Consulting for e-commerce businesses was a fantastic way to learn about exactly what kind of products they needed, their willingness to pay for solutions and where the pain points where strongest. The real upside that you are getting paid the whole time. If you find yourself getting hired repeatedly for a similar job, you may be able to just “refactor” that job into a SaaS app that can scale.
Consulting-first also necessarily forces you to focus on a lucrative target market. If the businesses aren’t hiring consultants or freelancers to solve problems, odds are they will be tough customers for SaaS.
Consulting in e-commerce gave me a big advantage in generating business ideas but it didn’t prove that many actual customers.

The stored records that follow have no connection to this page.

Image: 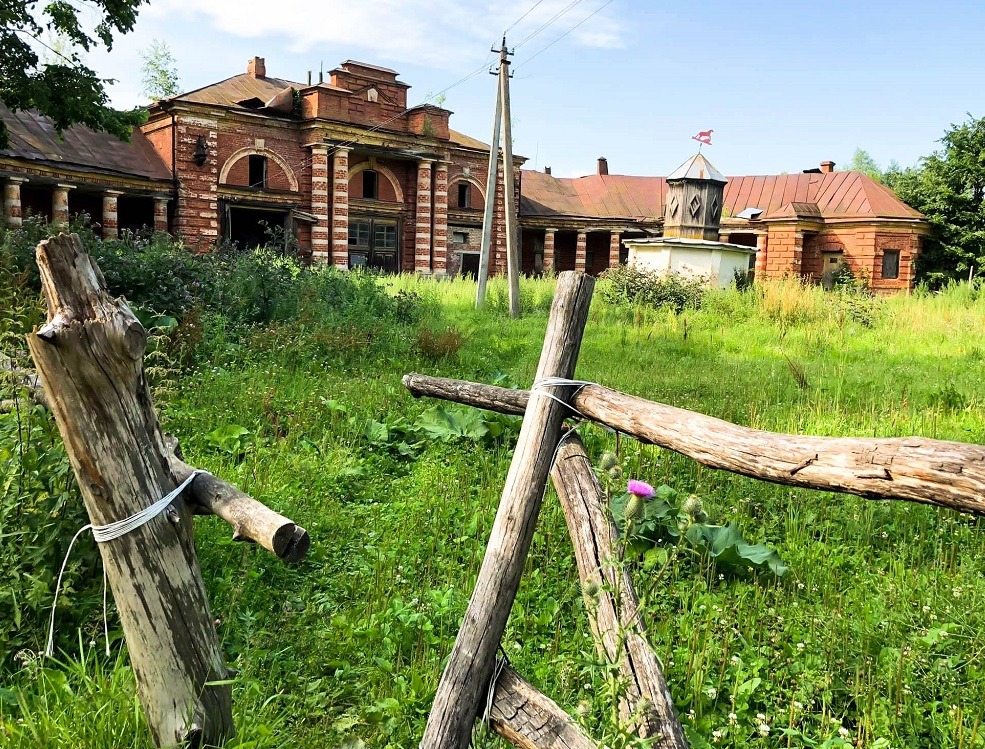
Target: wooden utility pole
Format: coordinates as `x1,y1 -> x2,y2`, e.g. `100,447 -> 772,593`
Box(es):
475,50 -> 505,308
475,36 -> 520,317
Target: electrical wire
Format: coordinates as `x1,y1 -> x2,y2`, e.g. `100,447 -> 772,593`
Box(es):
513,0 -> 613,73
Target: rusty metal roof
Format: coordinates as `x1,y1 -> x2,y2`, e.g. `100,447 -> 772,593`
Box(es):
520,170 -> 923,221
0,102 -> 171,181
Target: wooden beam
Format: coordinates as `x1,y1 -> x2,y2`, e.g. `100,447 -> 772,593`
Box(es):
489,666 -> 599,749
421,272 -> 595,749
404,374 -> 985,515
551,435 -> 688,749
27,234 -> 234,746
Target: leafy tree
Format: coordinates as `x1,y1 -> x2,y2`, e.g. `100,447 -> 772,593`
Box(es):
886,114 -> 985,285
848,148 -> 883,182
0,0 -> 146,148
140,39 -> 181,101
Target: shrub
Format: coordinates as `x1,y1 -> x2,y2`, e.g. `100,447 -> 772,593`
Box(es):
599,263 -> 707,314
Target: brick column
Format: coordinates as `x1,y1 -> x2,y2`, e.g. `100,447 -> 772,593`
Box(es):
414,161 -> 432,275
431,161 -> 448,276
311,146 -> 332,265
756,233 -> 769,281
3,177 -> 27,229
51,183 -> 75,227
332,148 -> 350,270
544,229 -> 557,273
154,195 -> 171,234
575,231 -> 588,273
609,231 -> 622,268
101,190 -> 123,239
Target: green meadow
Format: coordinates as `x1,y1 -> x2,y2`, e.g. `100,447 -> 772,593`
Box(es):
0,232 -> 985,749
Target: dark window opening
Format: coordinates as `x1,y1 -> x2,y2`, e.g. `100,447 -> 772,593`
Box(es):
249,154 -> 267,190
225,206 -> 290,249
882,250 -> 899,279
363,169 -> 380,200
349,215 -> 398,273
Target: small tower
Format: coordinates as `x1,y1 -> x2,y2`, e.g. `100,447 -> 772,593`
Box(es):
664,153 -> 728,242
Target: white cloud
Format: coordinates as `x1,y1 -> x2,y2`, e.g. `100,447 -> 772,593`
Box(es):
144,0 -> 624,68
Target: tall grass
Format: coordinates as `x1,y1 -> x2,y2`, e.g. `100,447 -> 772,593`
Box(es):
0,231 -> 985,749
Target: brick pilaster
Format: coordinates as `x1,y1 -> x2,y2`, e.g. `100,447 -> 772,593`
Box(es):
154,195 -> 171,234
100,190 -> 123,239
332,148 -> 349,270
609,231 -> 622,268
311,146 -> 332,265
544,229 -> 557,273
51,184 -> 75,226
756,234 -> 769,279
575,231 -> 588,273
3,177 -> 27,229
414,160 -> 432,275
431,161 -> 448,276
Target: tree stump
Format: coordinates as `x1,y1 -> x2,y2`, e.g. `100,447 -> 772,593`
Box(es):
28,234 -> 233,746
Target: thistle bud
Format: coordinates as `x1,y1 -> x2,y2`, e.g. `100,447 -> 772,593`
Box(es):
681,494 -> 708,523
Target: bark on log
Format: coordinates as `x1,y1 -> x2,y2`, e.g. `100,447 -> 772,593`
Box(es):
404,374 -> 985,515
489,666 -> 598,749
27,234 -> 233,746
551,435 -> 688,749
421,272 -> 595,749
0,354 -> 311,562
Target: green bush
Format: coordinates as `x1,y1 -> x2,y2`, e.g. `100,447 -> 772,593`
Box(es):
599,263 -> 707,314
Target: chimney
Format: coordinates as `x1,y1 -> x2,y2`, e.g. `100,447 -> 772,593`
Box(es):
246,57 -> 267,78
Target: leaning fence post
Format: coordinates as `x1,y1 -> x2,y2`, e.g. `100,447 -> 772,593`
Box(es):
27,234 -> 233,747
420,271 -> 595,749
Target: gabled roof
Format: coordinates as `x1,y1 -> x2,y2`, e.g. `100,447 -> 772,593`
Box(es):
520,170 -> 923,221
667,151 -> 728,184
167,73 -> 308,107
0,102 -> 171,180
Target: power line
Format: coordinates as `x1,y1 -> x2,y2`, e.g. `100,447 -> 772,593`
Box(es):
513,0 -> 613,73
503,0 -> 544,36
513,0 -> 582,50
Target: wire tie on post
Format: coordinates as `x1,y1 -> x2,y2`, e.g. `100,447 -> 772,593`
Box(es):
44,469 -> 208,658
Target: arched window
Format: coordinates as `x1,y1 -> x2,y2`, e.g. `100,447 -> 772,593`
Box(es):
363,169 -> 380,200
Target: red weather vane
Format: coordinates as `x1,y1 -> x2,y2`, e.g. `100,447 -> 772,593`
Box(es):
691,130 -> 715,146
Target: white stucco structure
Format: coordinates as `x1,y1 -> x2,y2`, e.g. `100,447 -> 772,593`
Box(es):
624,237 -> 756,289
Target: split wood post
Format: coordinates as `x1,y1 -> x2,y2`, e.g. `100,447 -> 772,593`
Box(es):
551,435 -> 688,749
420,271 -> 595,749
404,374 -> 985,516
27,234 -> 234,746
489,666 -> 599,749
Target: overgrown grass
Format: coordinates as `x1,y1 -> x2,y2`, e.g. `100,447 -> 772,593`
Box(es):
0,229 -> 985,749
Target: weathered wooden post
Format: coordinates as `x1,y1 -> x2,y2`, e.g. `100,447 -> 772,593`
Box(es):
28,234 -> 233,746
421,272 -> 595,749
551,436 -> 688,749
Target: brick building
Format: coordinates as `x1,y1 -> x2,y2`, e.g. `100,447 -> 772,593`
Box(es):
0,57 -> 523,275
0,57 -> 928,291
520,158 -> 929,292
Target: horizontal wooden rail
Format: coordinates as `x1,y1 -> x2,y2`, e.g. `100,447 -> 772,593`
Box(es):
403,374 -> 985,515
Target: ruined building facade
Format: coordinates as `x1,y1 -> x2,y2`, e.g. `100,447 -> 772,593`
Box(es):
0,57 -> 928,291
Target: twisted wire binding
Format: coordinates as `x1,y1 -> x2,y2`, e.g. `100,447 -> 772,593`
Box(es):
44,469 -> 208,658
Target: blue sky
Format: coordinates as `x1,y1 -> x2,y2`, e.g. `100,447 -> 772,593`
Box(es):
82,0 -> 985,176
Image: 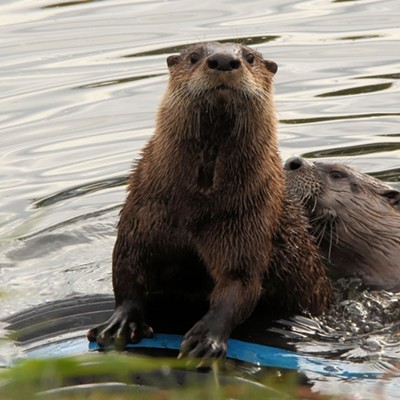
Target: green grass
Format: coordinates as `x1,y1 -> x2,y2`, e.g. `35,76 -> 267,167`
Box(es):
0,353 -> 338,400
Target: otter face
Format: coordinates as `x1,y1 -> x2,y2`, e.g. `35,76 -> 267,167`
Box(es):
284,157 -> 400,220
167,42 -> 278,101
284,157 -> 400,290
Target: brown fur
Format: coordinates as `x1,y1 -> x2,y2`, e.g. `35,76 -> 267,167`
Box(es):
285,157 -> 400,290
88,43 -> 332,357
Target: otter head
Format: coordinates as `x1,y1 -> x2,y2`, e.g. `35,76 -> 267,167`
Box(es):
167,42 -> 278,107
284,157 -> 400,289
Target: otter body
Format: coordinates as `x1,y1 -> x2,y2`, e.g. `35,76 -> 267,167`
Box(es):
284,157 -> 400,290
88,43 -> 332,357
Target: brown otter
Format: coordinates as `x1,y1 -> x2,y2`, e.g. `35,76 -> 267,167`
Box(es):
88,43 -> 332,357
284,157 -> 400,290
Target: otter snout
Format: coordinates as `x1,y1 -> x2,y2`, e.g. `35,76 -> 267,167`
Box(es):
283,157 -> 308,171
207,53 -> 241,71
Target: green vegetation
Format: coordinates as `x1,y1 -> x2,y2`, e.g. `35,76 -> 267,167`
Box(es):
0,353 -> 336,400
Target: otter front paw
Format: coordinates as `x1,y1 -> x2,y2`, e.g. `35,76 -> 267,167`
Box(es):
86,304 -> 153,350
178,321 -> 227,358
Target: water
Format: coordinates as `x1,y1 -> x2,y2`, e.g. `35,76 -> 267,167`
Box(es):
0,0 -> 400,398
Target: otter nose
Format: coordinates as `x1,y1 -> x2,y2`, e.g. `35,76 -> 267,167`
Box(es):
283,157 -> 306,171
207,53 -> 240,71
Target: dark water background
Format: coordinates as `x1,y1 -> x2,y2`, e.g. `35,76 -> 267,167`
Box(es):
0,0 -> 400,398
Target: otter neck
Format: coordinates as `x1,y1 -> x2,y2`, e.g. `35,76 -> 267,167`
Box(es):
156,95 -> 284,197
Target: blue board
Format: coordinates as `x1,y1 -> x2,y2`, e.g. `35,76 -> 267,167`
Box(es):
27,334 -> 383,379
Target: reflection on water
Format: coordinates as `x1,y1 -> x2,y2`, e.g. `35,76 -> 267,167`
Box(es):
0,0 -> 400,398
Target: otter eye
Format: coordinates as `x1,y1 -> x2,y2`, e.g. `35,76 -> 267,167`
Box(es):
190,53 -> 200,64
246,53 -> 254,64
329,169 -> 346,179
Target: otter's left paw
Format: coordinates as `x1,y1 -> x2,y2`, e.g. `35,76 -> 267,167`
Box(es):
178,321 -> 227,358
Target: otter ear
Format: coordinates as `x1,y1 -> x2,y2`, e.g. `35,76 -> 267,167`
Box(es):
264,60 -> 278,74
380,189 -> 400,211
167,55 -> 181,68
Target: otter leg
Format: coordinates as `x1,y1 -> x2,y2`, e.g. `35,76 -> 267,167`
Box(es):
87,235 -> 153,349
179,278 -> 261,358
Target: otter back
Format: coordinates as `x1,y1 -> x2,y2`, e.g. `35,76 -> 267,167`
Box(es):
88,43 -> 332,357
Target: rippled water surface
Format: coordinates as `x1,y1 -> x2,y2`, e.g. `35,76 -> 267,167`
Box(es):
0,0 -> 400,398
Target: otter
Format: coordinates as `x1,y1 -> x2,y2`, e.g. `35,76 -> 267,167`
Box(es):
284,157 -> 400,291
88,42 -> 332,358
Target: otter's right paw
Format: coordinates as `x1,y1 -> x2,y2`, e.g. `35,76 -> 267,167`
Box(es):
86,305 -> 153,350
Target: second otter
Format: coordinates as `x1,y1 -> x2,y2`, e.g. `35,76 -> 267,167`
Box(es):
88,43 -> 332,357
284,157 -> 400,291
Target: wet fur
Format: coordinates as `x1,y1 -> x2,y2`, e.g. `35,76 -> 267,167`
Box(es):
286,160 -> 400,290
89,43 -> 332,357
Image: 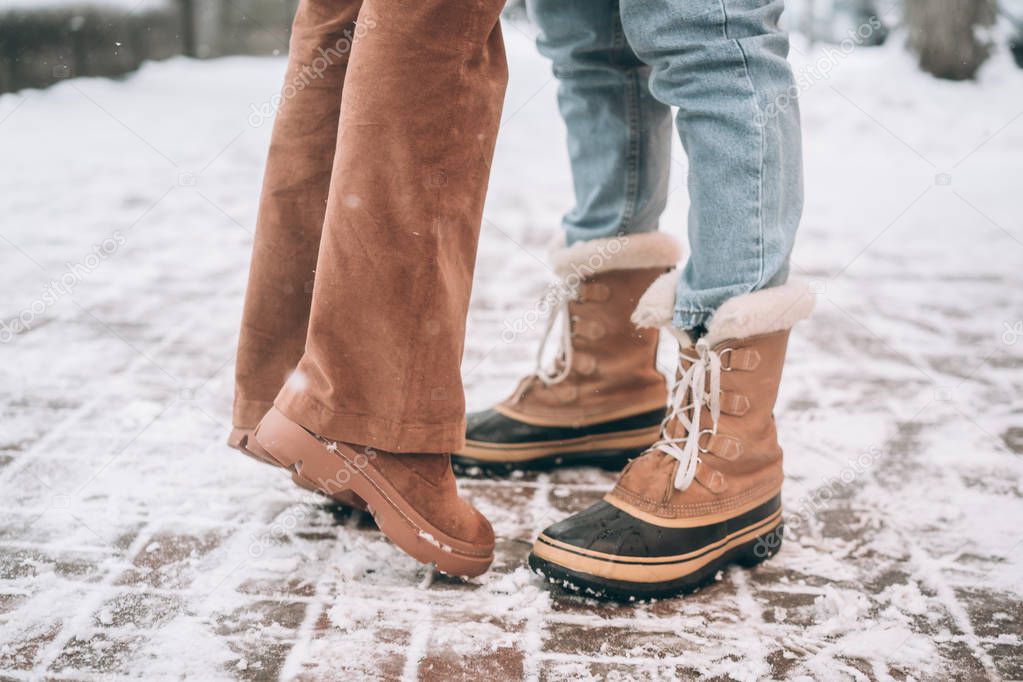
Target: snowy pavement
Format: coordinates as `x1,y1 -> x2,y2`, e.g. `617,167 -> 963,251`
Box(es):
0,18 -> 1023,680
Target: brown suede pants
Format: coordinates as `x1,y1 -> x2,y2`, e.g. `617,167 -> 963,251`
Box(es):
233,0 -> 507,453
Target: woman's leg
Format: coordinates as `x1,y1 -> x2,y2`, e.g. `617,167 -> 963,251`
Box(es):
254,0 -> 507,576
276,0 -> 506,453
233,0 -> 364,431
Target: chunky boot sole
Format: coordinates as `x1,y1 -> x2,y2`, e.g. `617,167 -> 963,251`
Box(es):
227,428 -> 366,511
451,443 -> 650,478
254,408 -> 494,578
451,424 -> 661,473
529,510 -> 785,601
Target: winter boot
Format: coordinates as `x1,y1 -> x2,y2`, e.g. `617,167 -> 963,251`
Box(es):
227,427 -> 366,511
529,273 -> 814,599
254,408 -> 494,578
455,232 -> 680,473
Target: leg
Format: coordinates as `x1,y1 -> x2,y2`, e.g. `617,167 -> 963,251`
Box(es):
457,0 -> 679,472
276,0 -> 506,452
622,0 -> 803,329
233,0 -> 360,430
528,0 -> 671,244
529,0 -> 813,599
254,0 -> 507,576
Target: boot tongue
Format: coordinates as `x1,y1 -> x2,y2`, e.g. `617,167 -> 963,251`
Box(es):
618,450 -> 678,502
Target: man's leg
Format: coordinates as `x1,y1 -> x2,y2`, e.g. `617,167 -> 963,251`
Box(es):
529,0 -> 813,598
528,0 -> 671,244
622,0 -> 803,329
458,0 -> 679,472
254,0 -> 507,576
232,0 -> 364,435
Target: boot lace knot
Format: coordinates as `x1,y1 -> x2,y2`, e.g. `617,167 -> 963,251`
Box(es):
533,282 -> 579,387
648,330 -> 731,490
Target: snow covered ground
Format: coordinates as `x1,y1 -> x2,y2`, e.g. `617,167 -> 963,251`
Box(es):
0,15 -> 1023,680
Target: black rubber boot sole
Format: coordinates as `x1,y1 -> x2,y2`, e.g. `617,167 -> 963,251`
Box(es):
529,524 -> 785,601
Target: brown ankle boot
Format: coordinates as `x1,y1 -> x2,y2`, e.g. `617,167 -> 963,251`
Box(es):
255,408 -> 494,577
529,274 -> 813,598
455,232 -> 680,472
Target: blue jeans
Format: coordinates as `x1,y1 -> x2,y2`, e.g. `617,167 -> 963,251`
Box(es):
528,0 -> 803,330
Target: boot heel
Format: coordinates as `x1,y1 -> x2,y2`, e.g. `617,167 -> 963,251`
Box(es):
735,524 -> 785,569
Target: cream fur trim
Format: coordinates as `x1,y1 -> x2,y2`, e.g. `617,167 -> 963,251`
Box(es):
632,268 -> 681,329
550,232 -> 682,277
632,270 -> 816,346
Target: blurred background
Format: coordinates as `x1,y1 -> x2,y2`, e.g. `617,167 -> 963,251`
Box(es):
6,0 -> 1023,92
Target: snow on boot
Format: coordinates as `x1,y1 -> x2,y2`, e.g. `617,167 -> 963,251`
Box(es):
529,273 -> 814,599
227,426 -> 366,511
254,408 -> 494,578
455,232 -> 680,473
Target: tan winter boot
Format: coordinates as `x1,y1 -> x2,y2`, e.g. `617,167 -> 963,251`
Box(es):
455,232 -> 680,472
227,426 -> 366,511
529,273 -> 814,599
254,407 -> 494,578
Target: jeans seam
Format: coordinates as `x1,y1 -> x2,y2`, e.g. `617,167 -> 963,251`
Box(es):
611,10 -> 639,234
718,0 -> 764,293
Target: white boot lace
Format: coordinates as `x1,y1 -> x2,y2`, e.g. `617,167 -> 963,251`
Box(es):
533,288 -> 577,387
649,329 -> 730,490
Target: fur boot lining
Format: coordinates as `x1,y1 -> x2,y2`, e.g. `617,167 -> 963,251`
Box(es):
632,270 -> 816,346
632,268 -> 681,329
707,279 -> 816,346
550,232 -> 682,277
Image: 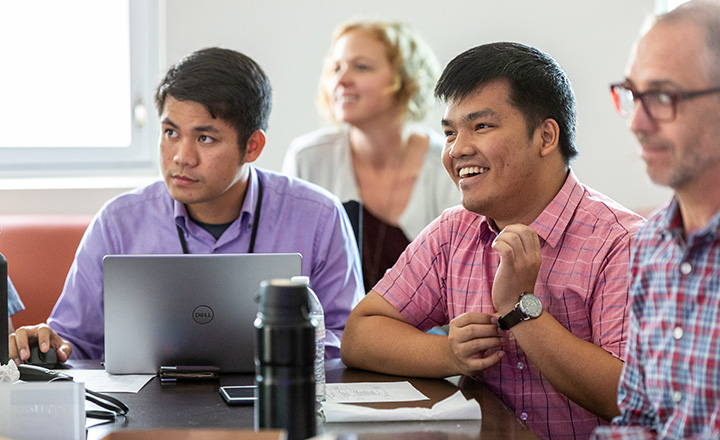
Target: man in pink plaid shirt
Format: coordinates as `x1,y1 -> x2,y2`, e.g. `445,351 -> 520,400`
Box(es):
341,43 -> 642,439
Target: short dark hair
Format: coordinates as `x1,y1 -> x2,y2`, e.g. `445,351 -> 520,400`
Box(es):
155,47 -> 272,154
435,42 -> 578,164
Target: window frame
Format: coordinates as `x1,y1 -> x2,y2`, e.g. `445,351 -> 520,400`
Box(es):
0,0 -> 160,178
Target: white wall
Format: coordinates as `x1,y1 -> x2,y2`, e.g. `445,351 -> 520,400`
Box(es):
0,0 -> 670,217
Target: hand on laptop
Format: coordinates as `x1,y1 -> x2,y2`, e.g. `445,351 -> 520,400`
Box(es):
8,323 -> 72,365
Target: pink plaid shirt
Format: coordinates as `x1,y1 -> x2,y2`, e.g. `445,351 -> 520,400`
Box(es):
374,171 -> 642,439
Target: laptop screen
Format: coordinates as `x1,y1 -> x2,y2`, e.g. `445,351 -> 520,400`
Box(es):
103,254 -> 302,374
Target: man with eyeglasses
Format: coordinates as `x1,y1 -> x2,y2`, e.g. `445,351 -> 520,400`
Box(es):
611,1 -> 720,439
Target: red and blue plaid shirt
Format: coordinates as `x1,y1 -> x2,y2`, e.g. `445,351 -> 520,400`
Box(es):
374,172 -> 642,439
614,201 -> 720,439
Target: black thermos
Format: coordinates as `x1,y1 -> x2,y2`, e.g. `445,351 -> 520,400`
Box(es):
255,279 -> 317,440
0,254 -> 8,365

The immediate next phase for Storemapper was to find places where e-commerce merchants were looking for answers to stuff. Most of the big e-commerce platforms like Shopify, Bigcommerce, Volusion and WooCommerce have forums. So I searched the forums and tried to be helpful. Of course I jumped to the few topics specifically around store locators, but I also looked for popular threads on topics with lots of activity from merchants just setting up a new site (or migrating from another platform) — prime timing to choose a store locator app — and just added helpful comments. I would let my forum “signature” with a link to Storemapper do the marketing.
The generalized tactic is to find where your target market clusters and be there. This could be online in forums or the comments sections of an industry blog or in real life at meetups or conferences.
Hopefully your target market congregates somewhere online. If it’s software for developers, then you’re looking at Hackers News, Product Hunt and Reddit. Maybe there are niche blogs that cover the topic. Become a member, be helpful and without spamming folks, politely point them towards your app when it’s a relevant solution. If you’re knowledgeable on the broader topic, it can be helpful to invest some time answering questions not directly tied to your app to build credibility and not come off as a spammer.
Several successful Micro-SaaS businesses have been started by “blowing up” on certain popular sites. But it wasn’t just pure luck that they hit number one on hackernews or reddit. They had often spent years being helpful and cultivating the respect of the community that then responded when they finally launched a product.